The plan passed into law will increase the annual deficit and long-term federal debt. Including the new legislation, $4 trillion has been added on Trump's watch, according to an analysis prepared by Forbes Magazine contributor Chuck Jones in July.
To add some perspective: In 2013, the Bipartisan Budget Act raised spending by $62 billion. In 2015, federal spending increased by $80 billion. In 2018, the increase hit $300 billion. Some deficit and debt watchers say this two-year budget may be the worst budget deal ever and represents a bipartisan "abdication of responsibility."
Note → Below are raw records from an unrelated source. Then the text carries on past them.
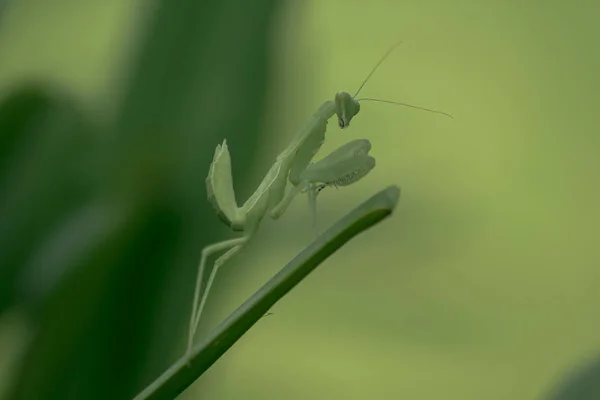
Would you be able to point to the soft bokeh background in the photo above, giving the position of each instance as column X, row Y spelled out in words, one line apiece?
column 484, row 284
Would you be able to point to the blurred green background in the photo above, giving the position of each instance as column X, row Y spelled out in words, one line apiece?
column 484, row 284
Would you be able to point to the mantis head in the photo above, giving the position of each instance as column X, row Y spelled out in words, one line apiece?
column 345, row 108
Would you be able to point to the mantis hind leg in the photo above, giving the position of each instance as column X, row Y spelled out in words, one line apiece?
column 233, row 244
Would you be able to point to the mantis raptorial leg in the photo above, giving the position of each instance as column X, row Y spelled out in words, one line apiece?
column 344, row 166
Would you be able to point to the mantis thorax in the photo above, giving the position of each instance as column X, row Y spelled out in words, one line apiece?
column 345, row 108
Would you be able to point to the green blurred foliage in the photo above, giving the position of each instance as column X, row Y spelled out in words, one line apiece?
column 483, row 285
column 102, row 212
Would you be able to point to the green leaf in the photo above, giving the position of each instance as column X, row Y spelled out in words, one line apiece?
column 185, row 371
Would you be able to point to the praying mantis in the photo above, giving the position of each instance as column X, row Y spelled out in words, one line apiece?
column 343, row 167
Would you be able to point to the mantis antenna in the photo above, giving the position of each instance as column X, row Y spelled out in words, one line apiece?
column 381, row 60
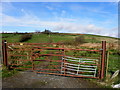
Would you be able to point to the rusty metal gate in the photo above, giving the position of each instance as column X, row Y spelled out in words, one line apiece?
column 55, row 58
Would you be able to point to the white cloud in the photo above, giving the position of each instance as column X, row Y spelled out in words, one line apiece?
column 50, row 8
column 65, row 24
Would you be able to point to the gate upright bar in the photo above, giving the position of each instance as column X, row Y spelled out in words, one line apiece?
column 4, row 49
column 103, row 59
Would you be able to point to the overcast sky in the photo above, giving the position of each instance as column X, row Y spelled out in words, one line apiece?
column 100, row 18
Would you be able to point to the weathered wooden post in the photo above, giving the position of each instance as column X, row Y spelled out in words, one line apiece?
column 103, row 57
column 4, row 51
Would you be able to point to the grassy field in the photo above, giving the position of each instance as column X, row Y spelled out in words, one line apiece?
column 91, row 42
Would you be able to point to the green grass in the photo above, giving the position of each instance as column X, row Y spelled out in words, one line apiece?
column 44, row 38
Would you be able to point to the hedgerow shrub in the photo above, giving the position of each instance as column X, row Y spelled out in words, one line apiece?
column 25, row 37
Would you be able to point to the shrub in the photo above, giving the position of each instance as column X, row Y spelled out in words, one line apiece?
column 80, row 40
column 25, row 37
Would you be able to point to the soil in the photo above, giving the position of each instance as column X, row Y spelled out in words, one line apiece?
column 27, row 79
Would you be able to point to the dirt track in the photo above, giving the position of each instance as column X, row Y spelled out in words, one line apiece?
column 32, row 80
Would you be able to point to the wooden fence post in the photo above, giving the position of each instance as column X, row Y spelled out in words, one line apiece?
column 4, row 51
column 103, row 57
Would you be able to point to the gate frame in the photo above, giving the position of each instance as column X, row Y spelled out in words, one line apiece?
column 103, row 59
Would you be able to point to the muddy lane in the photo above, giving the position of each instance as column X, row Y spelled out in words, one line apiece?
column 26, row 79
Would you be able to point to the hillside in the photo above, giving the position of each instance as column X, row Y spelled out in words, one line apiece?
column 90, row 41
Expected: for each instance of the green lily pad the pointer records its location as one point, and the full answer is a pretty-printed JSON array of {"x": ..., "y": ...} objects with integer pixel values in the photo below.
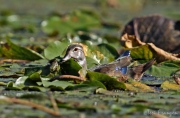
[
  {"x": 87, "y": 84},
  {"x": 14, "y": 51},
  {"x": 142, "y": 52},
  {"x": 77, "y": 20},
  {"x": 70, "y": 67},
  {"x": 108, "y": 81},
  {"x": 55, "y": 49}
]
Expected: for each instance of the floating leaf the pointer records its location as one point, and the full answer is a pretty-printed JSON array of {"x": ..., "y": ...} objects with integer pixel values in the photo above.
[
  {"x": 146, "y": 50},
  {"x": 70, "y": 67},
  {"x": 14, "y": 51},
  {"x": 108, "y": 81},
  {"x": 70, "y": 23},
  {"x": 35, "y": 77},
  {"x": 56, "y": 83},
  {"x": 87, "y": 84},
  {"x": 138, "y": 87},
  {"x": 108, "y": 51}
]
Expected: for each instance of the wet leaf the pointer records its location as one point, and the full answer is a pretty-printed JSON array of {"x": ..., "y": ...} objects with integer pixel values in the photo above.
[
  {"x": 55, "y": 49},
  {"x": 56, "y": 83},
  {"x": 108, "y": 81},
  {"x": 14, "y": 51},
  {"x": 138, "y": 87},
  {"x": 170, "y": 86},
  {"x": 108, "y": 51},
  {"x": 70, "y": 23},
  {"x": 35, "y": 77},
  {"x": 70, "y": 67},
  {"x": 87, "y": 84}
]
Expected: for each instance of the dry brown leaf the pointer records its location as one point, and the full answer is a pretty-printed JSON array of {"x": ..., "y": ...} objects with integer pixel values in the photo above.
[{"x": 130, "y": 41}]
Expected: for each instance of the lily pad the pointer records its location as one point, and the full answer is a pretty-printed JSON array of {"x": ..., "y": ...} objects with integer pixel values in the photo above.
[
  {"x": 70, "y": 23},
  {"x": 108, "y": 81},
  {"x": 14, "y": 51},
  {"x": 55, "y": 49}
]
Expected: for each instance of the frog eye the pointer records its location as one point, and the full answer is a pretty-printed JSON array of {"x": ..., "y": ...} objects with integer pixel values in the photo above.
[{"x": 75, "y": 49}]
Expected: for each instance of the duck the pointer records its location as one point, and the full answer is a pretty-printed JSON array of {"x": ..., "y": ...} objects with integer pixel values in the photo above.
[{"x": 120, "y": 67}]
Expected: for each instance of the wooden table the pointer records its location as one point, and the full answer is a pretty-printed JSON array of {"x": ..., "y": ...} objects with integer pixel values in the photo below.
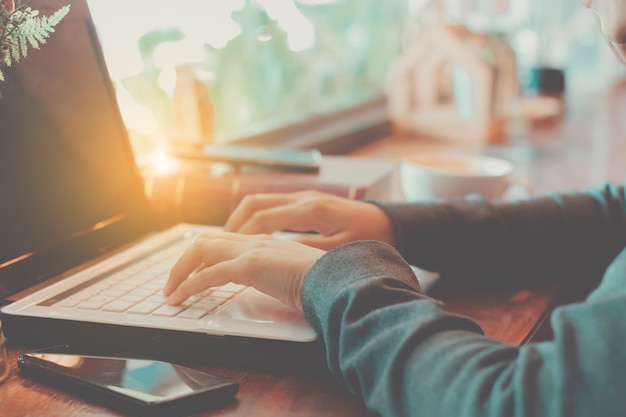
[{"x": 585, "y": 148}]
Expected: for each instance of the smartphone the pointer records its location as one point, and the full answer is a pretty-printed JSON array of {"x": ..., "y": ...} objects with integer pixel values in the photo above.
[
  {"x": 306, "y": 160},
  {"x": 137, "y": 386}
]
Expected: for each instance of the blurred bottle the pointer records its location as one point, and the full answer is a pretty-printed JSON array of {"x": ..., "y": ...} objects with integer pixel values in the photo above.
[{"x": 193, "y": 108}]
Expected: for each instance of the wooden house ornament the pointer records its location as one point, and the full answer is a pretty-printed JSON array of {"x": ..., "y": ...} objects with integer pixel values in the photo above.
[{"x": 454, "y": 85}]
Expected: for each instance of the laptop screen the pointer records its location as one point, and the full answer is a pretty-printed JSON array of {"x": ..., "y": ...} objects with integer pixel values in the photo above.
[{"x": 69, "y": 187}]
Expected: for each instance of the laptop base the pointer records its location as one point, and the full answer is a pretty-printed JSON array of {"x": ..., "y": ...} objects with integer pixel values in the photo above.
[{"x": 167, "y": 345}]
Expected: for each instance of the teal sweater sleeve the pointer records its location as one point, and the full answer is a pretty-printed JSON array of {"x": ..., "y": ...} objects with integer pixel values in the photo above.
[{"x": 404, "y": 355}]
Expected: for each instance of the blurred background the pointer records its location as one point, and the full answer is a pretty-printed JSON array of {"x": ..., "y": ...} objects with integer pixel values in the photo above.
[{"x": 220, "y": 71}]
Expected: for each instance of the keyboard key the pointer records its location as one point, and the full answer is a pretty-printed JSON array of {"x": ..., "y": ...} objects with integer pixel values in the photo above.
[
  {"x": 192, "y": 313},
  {"x": 145, "y": 307},
  {"x": 168, "y": 310}
]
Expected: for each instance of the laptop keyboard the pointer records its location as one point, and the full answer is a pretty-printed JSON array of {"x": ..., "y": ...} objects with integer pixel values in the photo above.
[{"x": 138, "y": 289}]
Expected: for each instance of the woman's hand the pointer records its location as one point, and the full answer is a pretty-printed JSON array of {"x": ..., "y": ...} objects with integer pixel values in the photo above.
[
  {"x": 336, "y": 220},
  {"x": 273, "y": 266}
]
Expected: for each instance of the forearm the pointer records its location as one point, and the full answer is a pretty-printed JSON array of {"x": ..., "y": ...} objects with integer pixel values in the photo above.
[
  {"x": 537, "y": 240},
  {"x": 406, "y": 356}
]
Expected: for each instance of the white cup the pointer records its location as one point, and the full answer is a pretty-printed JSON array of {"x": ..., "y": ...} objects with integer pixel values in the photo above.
[{"x": 431, "y": 176}]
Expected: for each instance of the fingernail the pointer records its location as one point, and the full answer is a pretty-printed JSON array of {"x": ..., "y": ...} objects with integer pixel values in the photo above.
[{"x": 172, "y": 299}]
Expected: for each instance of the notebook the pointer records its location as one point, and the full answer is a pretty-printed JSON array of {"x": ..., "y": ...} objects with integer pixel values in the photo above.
[{"x": 77, "y": 232}]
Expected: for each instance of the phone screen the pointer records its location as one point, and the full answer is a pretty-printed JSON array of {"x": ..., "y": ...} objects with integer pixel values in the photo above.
[{"x": 146, "y": 382}]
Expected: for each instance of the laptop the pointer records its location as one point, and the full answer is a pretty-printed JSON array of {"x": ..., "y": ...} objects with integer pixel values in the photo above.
[{"x": 77, "y": 230}]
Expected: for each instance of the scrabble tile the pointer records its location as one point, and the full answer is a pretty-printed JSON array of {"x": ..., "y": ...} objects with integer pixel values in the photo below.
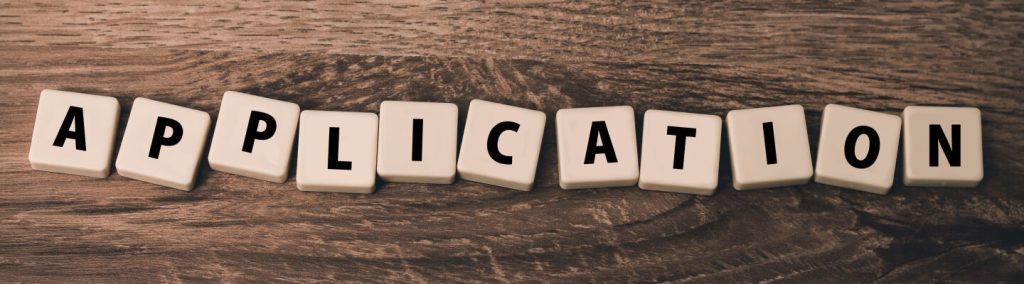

The federal debt is the total amount of money that the U.S. government owes, either to its investors or to itself. Today, our long-term federal debt is a record high $22 trillion — and growing daily. The federal debt as a share of the U.S. economy is the highest it has been since just after World War II.
American leaders of yesteryear knew how to reduce debt. For example, the federal debt has spiked during every war over the past 230 years; however, it was always paid down afterward. After the Civil War, for example, the U.S. government ran surpluses 28 years in a row, causing debt to plunge from 31% of GDP down to 7%.
In the 1990s in Canada, a left-of-center government imposed and sustained significant spending cuts to avert an economic disaster — something that ought to be evaluated as a model for America.
The Canadian story has a favorable ending because elected leaders made tough decisions to reduce spending for defense, business subsidies, farm aid, welfare, grants to lower governments and elimination of some federal jobs, among other austerity measures. The Canadian federal debt as percentage of GDP dropped by half, to 34% by 2006. Defying Keynesian predictions, the large spending cuts revived the economy and launched an economic boom.